El "pick and roll" de los valientes

13.04.2018 | 23:19

Javier Fesser merece todo el crédito del mundo. Pocos directores hay tan arriesgados, tan desinhibidos, tan radicalmente originales como el director de esa maravillosa rareza que es El milagro de P. Tinto, de la desgarradora Camino o de la espléndida Mortadelo y Filemón contra Jimmy el Cachondo, la adaptación definitiva de los tebeos de Francisco Ibáñez. Con Campeones, Fesser se la vuelve a jugar, en este caso con una historia en el filo de la corrección política y un reparto repleto de actores discapacitados y no profesionales. El resultado es un filme muy divertido, a ratos hilarante, y decididamente recomendable pese a algún desliz sensiblero que no empaña, para nada, el resultado final.

El punto de partida no es para nada original: un prometedor segundo entrenador de baloncesto (del Estudiantes, otro punto a favor para Fesser) pasa por una crisis personal que le lleva a agredir a su superior y, acto seguido, a sufrir un aparatoso accidente de tráfico. Como estaba ebrio, la juez que le obliga a cumplir tres meses de trabajos sociales para no pasar por prisión, destinándole a un centro de discapacitados que precisa de un entrenador. Dicho en otras palabras: Somos los mejores (Stephen Herek, 1992), pero con baloncesto en lugar de hockey y discapacitados en vez de niños.

Fesser logra desbordar el cliché gracias a su humor físico y a esa capacidad para desbordar la realidad e introducirla en los parámetros de un surrealismo mágico.

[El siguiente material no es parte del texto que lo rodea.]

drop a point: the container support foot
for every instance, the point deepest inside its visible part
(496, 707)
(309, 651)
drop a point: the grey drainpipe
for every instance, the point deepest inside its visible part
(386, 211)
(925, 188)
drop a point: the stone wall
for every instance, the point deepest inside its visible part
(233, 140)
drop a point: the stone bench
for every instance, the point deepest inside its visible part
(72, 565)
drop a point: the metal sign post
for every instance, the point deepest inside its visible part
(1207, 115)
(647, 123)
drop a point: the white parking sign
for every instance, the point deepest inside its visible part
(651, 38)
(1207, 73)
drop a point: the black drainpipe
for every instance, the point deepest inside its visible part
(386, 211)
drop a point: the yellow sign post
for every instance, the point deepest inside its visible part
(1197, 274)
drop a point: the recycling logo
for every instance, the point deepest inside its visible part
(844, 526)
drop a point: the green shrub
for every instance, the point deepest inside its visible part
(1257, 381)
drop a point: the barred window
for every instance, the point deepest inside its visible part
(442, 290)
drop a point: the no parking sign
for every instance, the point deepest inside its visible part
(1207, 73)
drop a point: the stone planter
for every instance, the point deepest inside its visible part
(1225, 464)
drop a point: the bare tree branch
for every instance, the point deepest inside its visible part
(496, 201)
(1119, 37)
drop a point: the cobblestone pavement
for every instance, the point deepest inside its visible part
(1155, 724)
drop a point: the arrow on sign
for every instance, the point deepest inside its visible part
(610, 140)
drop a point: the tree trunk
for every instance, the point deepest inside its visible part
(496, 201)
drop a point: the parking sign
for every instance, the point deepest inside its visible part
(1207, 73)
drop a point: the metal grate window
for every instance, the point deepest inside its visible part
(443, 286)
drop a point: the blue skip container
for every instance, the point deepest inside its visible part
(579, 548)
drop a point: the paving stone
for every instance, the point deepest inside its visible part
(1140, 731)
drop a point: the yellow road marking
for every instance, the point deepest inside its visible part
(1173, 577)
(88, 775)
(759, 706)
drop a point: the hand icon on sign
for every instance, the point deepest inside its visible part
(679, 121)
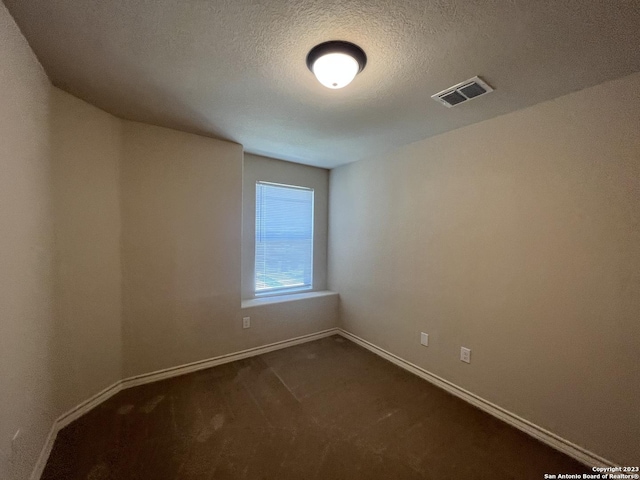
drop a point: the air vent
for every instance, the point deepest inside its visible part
(462, 92)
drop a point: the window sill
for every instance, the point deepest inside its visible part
(258, 302)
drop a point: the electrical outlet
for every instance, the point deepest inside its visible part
(14, 440)
(465, 355)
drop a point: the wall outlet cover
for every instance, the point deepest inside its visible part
(465, 355)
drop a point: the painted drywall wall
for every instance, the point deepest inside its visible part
(86, 147)
(27, 318)
(518, 238)
(181, 226)
(181, 248)
(257, 168)
(273, 322)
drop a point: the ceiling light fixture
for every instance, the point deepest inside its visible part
(335, 64)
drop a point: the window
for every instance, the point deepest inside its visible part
(284, 238)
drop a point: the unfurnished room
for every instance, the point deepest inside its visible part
(319, 239)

No faltan los gags elaborados, los golpes (nunca mejor dicho) de comicidad, incluso esos primeros planos alucinados que son marca de la casa. Escenas como la del accidente o el primer entrenamiento del equipo son puro Fesser, y sirven de adecuado contrapeso a los momentos más sensibleros del filme, rayanos con la manipulación emocional en instantes como el relato de Román.

Pero quizá su mayor logro sea su capacidad para poner a jugar a su reparto. Con el siempre sólido Javier Gutiérrez de base, bien escoltado por la refrescante Athenea Mata, Fesser es capaz no sólo de dar bola a esos inesperados actores que componen el equipo: les hace brillar de manera ordenada y efectiva, como un equipo engrasado que se ordena a partir del "pick and roll". Bloqueo y continuación, una fórmula eficaz para romper defensas en la pista y, también, para armar una comedia valiente.